Consumer prices excluding volatile food and energy costs — the closely watched “core” index — rose 0.2% from April to May, the government said last week. That was down from 0.3% the previous month and was the smallest increase since October. Measured from a year earlier, prices increased 3.3%, less than the 3.6% gain a month earlier.

Federal Reserve officials said last week after the report came out that inflation has fallen further toward their target level in recent months but signaled that they expect to cut their benchmark interest rate just once this year.

Still, anxiety over still stubborn inflation helped drive down U.S. consumer sentiment for the third consecutive month. The University of Michigan’s consumer sentiment index, released Friday in a preliminary version, dropped to 65.6 this month from a final reading of 69.1 in May.

Retail executives say shoppers are still buying, but they’re being choosy about what they spend their money on.

Darren Rebelez, president and CEO of Ankeny, Iowa-based Casey’s Casey’s General Stores, Inc. which operates more than 2,600 convenience stores in 17 Midwestern states, noted shoppers remain resilient, but the company is also in a sweet spot. Roughly 25% of the chain’s customers have household income of less than $50,000, and seven of the bottom 10 most affordable states are in the stores’ footprint so customers can stretch their dollars further.

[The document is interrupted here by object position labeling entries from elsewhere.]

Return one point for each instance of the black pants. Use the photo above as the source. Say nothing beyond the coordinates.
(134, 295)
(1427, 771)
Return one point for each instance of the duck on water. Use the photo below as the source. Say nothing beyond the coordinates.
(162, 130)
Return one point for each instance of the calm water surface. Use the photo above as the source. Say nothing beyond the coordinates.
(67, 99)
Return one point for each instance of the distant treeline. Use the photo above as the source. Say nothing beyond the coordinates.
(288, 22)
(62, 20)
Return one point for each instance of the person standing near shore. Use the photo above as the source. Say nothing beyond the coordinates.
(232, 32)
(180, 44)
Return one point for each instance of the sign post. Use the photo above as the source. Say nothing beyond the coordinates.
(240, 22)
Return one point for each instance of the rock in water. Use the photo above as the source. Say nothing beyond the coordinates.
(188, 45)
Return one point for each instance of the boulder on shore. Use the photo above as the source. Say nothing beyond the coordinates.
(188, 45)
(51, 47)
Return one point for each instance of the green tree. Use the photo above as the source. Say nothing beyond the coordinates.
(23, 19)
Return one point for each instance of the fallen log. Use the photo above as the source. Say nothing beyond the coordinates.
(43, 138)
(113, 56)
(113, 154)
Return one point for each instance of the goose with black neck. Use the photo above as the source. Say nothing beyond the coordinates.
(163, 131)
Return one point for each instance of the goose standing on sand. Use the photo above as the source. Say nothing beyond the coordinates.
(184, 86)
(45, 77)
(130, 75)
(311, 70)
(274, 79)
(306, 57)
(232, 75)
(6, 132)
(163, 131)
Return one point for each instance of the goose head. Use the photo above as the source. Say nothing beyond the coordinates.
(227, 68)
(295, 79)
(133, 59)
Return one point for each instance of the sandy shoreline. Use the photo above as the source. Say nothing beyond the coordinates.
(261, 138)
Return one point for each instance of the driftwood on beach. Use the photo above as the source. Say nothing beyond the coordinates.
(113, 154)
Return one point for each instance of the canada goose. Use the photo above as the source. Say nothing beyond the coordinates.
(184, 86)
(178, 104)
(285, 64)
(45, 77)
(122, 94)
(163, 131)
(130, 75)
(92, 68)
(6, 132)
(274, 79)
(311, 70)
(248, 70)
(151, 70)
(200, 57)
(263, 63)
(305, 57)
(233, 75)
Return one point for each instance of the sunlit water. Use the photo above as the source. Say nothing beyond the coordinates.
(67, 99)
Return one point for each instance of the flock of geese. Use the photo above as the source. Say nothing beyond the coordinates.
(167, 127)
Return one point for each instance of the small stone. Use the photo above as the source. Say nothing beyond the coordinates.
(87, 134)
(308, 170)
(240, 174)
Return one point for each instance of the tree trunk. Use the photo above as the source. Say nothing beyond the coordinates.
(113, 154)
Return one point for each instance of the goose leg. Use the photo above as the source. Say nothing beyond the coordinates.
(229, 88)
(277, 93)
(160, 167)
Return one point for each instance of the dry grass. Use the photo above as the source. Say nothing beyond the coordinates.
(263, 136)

Still, Rebelez says customers are making choices like shifting away from candy because of skyrocketing cocoa prices and moving into baked goods like cookies, brownies and donuts. They’re also buying less bottled soda in favor of cheaper soda fountain beverages.

“They’re not giving up on their indulgences,” he said. “They’re just choosing to spend it differently so they can get a little more value for the money.”

Companies are also ramping up experiences as customers shift more of their money to services over buying stuff.

This spring, Lowe’s Inc, the nation’s second-largest home improvement retailer behind Home Depot, signed a multiyear agreement with Argentine professional soccer player Lionel Messi, Inter Miami CF and the upcoming soccer tournament Conmebol Copa América USA to play a role in its marketing and advertising campaigns.

Lowe’s is hoping to win over soccer fans with signage and in-stadium activations and community programming at a time when many shoppers are jumping around to different home improvement retailers for their projects and show no signs of loyalty. For example, select Lowe’s stores will host Conmebol Copa América watch parties.

“It’s a significant opportunity for us to grow,” said Jennifer Wilson, Lowe’s chief marketing officer said. “And so this is also an effort for us to make that relationship stickier.”